Don't have children with him. Your children shouldn't grow up with a Dad who is so demanding and yells so much. Money is the number 1 cause of divorce. Your husband is too controlling. You both should be deciding together how to spend your incomes. Don't just hand over your check to him. He is protecting himself and so should you.


----------



## EleGirl (Dec 3, 2011)

Folks, this is Weirdo567.

I have given you many chances to use ONE account and only ONE account TAM. Apparently what you really want is to play games with us.

Please go see a psychiatrist to fix yourself and get out of a seriously abusive marriage. Your issues are miles beyond what TAM can help with.


----------



## MattMatt (May 19, 2012)

EleGirl said:


> Folks, this is Weirdo567.
> 
> I have given you many chances to use ONE account and only ONE account TAM. Apparently what you really want is to play games with us.
> 
> Please go see a psychiatrist to fix yourself and get out of a seriously abusive marriage. Your issues are miles beyond what TAM can help with.


Unless, of course, Weirdo567 is the abusive spouse? :scratchhead:


----------



## 225985 (Dec 29, 2015)

What just happened? I am too new to know Weirdo567. Is the OP in an abusive marriage?


----------



## Adelais (Oct 23, 2013)

Wierdo, fixitup:

You need to become very involved in the financial decisions. You need to know all the account #'s and begin to keep track of what is coming in and what is going out.

He is going to balk at this, but he has proven that he is not financially responsible, and neither are you. However, together, you can have a successful financial future.

You have to stop relying on him to know when you can and can't afford something.

All major expenses should be mutually agreed upon.

Both of you need some "mad money" every month that you can save for something big or spend however you want without the permission of the other.

I too left the finances up to my husband for 24 years of our marriage.
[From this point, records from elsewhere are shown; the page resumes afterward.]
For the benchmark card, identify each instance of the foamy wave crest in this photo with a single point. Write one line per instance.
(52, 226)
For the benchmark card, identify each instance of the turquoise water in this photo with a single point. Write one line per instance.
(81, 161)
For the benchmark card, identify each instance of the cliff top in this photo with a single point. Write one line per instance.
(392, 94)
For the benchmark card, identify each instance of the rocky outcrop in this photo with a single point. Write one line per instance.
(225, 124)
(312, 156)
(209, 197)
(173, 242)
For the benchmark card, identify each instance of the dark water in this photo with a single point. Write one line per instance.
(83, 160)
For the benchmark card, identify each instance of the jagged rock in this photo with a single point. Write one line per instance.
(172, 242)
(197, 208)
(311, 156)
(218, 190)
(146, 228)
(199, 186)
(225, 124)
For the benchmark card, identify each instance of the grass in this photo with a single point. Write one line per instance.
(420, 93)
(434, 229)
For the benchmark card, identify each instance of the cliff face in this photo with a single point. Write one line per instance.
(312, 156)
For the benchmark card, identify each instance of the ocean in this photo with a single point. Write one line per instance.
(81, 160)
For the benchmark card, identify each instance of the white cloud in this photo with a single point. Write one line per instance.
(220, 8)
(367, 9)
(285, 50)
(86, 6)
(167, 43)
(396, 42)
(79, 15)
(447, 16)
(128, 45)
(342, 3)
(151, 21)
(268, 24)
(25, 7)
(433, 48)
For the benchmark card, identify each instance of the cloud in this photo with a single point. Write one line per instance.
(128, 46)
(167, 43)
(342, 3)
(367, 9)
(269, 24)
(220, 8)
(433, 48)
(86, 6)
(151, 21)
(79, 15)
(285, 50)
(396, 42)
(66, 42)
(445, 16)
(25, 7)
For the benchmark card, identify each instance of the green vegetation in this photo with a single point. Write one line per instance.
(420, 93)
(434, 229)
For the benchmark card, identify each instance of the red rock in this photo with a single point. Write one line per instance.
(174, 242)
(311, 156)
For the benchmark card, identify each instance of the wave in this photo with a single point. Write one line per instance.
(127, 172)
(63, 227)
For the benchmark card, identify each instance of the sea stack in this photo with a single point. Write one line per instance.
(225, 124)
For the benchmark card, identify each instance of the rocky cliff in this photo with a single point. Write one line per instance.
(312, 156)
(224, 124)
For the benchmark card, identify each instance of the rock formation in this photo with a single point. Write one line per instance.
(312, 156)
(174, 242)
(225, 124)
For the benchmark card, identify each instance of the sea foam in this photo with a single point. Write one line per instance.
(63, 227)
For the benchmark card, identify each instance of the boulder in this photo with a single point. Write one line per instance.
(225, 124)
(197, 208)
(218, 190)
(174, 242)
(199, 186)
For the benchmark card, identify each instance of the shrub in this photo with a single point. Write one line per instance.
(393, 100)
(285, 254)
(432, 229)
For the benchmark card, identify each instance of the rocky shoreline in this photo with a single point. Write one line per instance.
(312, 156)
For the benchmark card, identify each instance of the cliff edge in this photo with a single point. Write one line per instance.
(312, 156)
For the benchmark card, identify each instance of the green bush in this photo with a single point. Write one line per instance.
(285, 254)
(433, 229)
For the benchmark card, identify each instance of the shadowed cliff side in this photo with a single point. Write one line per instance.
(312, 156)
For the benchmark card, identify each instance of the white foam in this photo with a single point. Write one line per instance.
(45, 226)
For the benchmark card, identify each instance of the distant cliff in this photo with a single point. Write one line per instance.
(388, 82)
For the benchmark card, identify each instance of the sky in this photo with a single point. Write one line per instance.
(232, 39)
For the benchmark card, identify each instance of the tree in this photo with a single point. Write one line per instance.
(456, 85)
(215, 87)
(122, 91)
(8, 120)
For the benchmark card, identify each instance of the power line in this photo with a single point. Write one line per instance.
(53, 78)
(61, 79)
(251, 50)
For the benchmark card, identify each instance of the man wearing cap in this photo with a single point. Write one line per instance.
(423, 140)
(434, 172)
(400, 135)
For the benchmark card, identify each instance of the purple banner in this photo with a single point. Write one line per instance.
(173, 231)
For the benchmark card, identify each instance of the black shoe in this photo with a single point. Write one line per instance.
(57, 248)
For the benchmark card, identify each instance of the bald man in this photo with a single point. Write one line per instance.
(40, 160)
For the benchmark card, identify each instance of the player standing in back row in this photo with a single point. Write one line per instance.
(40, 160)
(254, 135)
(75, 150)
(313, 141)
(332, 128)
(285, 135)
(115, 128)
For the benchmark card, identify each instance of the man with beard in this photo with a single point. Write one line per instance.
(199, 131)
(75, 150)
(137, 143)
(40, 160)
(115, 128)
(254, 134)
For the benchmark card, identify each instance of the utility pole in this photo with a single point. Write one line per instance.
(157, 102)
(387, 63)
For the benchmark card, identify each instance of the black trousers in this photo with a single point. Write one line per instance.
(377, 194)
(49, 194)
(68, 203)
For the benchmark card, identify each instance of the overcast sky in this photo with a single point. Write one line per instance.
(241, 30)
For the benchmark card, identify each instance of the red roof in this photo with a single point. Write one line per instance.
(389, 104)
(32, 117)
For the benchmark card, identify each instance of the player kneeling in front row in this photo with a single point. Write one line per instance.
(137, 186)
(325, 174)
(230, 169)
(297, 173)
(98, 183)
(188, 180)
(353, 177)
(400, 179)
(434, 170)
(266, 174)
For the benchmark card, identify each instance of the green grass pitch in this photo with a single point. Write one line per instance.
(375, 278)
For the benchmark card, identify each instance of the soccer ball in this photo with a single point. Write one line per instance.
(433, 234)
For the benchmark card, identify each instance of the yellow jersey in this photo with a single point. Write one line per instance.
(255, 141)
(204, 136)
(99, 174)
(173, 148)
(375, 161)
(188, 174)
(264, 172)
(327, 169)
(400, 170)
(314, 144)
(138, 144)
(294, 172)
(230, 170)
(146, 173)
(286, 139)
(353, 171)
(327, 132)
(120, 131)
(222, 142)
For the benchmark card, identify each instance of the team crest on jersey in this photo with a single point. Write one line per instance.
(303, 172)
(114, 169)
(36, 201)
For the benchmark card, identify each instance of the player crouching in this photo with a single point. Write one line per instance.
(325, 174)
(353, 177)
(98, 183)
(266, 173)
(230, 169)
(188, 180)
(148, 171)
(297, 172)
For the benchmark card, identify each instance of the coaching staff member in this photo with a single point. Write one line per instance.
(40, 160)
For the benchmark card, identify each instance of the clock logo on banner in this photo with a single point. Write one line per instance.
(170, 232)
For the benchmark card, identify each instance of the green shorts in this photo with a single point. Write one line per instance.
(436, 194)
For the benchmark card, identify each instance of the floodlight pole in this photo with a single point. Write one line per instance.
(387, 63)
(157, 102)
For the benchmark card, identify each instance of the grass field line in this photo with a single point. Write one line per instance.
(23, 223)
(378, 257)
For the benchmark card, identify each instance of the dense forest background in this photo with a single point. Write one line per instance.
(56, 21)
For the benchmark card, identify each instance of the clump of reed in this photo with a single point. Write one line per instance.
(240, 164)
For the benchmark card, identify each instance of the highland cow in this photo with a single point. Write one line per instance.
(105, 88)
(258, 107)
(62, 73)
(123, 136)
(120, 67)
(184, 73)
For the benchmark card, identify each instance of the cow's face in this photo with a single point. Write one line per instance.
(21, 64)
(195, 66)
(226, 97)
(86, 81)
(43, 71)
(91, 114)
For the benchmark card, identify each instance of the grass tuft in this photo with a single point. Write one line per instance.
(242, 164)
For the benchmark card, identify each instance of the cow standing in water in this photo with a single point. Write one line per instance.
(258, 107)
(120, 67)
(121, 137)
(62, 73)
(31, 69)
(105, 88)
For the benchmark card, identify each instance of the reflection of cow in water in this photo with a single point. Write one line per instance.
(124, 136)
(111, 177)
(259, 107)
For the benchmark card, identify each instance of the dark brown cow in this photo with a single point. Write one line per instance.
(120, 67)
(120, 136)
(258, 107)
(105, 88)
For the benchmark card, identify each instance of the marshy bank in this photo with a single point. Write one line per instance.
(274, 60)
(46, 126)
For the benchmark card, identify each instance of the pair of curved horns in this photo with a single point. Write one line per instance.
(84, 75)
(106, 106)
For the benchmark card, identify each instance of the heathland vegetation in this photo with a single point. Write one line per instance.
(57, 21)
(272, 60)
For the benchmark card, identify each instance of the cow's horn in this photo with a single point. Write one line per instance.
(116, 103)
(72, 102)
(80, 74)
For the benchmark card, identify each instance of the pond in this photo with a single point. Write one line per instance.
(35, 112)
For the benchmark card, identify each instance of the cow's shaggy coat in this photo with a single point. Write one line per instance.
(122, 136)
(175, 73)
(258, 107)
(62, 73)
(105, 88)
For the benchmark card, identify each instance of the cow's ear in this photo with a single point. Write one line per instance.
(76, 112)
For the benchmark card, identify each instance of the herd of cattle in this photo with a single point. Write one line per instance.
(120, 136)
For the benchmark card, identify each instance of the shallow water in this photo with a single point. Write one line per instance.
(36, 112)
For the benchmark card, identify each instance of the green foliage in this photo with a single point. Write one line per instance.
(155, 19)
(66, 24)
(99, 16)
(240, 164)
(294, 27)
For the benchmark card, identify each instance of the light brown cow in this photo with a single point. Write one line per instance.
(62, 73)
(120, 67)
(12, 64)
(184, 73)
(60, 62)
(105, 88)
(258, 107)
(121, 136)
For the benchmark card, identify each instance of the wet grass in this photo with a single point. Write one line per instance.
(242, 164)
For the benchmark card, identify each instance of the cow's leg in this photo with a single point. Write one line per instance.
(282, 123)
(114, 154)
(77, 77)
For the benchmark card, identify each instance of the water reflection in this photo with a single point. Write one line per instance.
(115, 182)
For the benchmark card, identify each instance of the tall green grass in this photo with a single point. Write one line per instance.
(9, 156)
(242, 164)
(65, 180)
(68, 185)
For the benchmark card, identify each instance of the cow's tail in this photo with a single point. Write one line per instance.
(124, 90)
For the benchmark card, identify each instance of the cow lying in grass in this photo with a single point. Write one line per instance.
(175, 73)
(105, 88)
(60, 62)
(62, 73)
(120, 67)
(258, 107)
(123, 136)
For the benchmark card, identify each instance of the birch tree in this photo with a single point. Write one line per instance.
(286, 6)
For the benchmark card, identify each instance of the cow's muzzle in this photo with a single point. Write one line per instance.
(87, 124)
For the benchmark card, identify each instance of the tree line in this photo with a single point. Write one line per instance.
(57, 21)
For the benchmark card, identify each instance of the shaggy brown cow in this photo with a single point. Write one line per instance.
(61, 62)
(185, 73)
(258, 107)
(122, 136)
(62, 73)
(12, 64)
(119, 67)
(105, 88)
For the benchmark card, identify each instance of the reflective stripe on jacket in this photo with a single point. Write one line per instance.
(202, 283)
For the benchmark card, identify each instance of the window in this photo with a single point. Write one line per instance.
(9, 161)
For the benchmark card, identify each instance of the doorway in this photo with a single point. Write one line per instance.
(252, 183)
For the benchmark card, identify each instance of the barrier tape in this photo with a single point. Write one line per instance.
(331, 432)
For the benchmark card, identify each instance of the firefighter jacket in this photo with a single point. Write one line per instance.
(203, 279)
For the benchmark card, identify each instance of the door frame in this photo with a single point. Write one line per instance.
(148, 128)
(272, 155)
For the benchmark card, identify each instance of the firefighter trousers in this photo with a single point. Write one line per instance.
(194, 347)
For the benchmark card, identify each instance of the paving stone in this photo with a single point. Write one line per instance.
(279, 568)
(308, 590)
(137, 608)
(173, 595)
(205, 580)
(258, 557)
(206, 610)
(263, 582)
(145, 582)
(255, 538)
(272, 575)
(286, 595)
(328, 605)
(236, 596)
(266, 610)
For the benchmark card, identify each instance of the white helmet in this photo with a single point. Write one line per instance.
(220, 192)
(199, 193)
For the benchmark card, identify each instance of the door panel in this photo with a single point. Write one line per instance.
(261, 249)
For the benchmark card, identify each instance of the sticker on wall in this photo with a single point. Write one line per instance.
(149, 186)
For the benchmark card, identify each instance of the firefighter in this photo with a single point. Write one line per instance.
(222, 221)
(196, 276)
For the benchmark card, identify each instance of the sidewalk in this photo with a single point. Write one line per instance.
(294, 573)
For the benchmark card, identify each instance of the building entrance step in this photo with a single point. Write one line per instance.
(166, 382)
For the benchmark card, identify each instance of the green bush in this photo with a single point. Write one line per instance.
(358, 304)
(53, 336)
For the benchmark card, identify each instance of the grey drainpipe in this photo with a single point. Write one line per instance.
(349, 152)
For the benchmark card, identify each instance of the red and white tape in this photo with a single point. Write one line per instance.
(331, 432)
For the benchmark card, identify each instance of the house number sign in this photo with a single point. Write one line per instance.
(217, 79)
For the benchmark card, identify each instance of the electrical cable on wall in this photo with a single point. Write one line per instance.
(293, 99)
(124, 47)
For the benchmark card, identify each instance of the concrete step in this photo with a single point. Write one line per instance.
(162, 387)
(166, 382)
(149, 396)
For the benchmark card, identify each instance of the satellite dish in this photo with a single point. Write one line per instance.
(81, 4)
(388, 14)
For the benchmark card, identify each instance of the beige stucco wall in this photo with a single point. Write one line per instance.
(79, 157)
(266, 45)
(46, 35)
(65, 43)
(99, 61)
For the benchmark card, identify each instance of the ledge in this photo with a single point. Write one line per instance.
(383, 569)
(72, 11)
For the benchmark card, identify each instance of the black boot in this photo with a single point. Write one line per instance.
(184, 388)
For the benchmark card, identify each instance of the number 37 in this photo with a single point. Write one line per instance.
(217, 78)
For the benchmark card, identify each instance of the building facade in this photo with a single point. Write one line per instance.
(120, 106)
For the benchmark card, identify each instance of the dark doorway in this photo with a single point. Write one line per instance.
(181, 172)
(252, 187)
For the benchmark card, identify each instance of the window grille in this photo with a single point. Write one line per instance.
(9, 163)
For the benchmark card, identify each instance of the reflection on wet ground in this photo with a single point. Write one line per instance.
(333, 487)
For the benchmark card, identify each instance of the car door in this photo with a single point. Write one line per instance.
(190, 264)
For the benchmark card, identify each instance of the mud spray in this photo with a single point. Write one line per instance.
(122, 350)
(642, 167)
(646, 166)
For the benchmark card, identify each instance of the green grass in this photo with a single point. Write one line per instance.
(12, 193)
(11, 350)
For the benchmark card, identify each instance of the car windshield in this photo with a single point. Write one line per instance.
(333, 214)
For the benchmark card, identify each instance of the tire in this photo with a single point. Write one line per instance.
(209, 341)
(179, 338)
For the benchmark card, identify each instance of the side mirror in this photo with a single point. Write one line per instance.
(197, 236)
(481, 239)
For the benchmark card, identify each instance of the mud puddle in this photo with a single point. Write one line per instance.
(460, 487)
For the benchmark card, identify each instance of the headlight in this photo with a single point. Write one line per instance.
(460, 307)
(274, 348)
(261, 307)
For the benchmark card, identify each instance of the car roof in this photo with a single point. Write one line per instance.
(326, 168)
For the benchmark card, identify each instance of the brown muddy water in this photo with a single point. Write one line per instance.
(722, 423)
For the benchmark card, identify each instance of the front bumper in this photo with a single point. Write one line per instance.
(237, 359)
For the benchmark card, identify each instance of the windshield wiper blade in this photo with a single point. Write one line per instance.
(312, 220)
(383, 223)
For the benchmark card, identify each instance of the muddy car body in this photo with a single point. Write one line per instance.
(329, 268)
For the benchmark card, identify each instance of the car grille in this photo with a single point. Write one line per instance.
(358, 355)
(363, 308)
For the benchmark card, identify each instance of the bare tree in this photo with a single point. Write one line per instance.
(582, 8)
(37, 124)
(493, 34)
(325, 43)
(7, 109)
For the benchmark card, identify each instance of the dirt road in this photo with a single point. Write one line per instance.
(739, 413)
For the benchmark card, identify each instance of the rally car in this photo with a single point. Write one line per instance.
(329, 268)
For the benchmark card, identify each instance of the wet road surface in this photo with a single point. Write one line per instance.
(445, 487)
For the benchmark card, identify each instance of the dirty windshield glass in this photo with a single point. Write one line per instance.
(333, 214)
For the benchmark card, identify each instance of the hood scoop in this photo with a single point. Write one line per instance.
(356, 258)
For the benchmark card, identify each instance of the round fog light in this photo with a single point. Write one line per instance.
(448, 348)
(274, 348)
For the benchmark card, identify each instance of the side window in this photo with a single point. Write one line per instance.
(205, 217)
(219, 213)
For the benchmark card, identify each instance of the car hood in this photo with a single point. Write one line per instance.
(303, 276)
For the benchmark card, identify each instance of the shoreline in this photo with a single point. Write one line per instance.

He made poor decisions, which made me angry. Yet I was not an active participant except to be on the receiving end. If he said we had money for something, I was all in. If we didn't that was fine too. The problem was that because his love language was gift giving, he was quite the spender. He spent us into debt several times. He could never say no to me.

Finally I got tired of the debt/pay off debt yo-yo and I set my foot down. I educated myself (using Dave Ramsey's stuff) set up a budget and he is on board. I think he is actually relieved to have me helping, because he knows he made a mess of things for years.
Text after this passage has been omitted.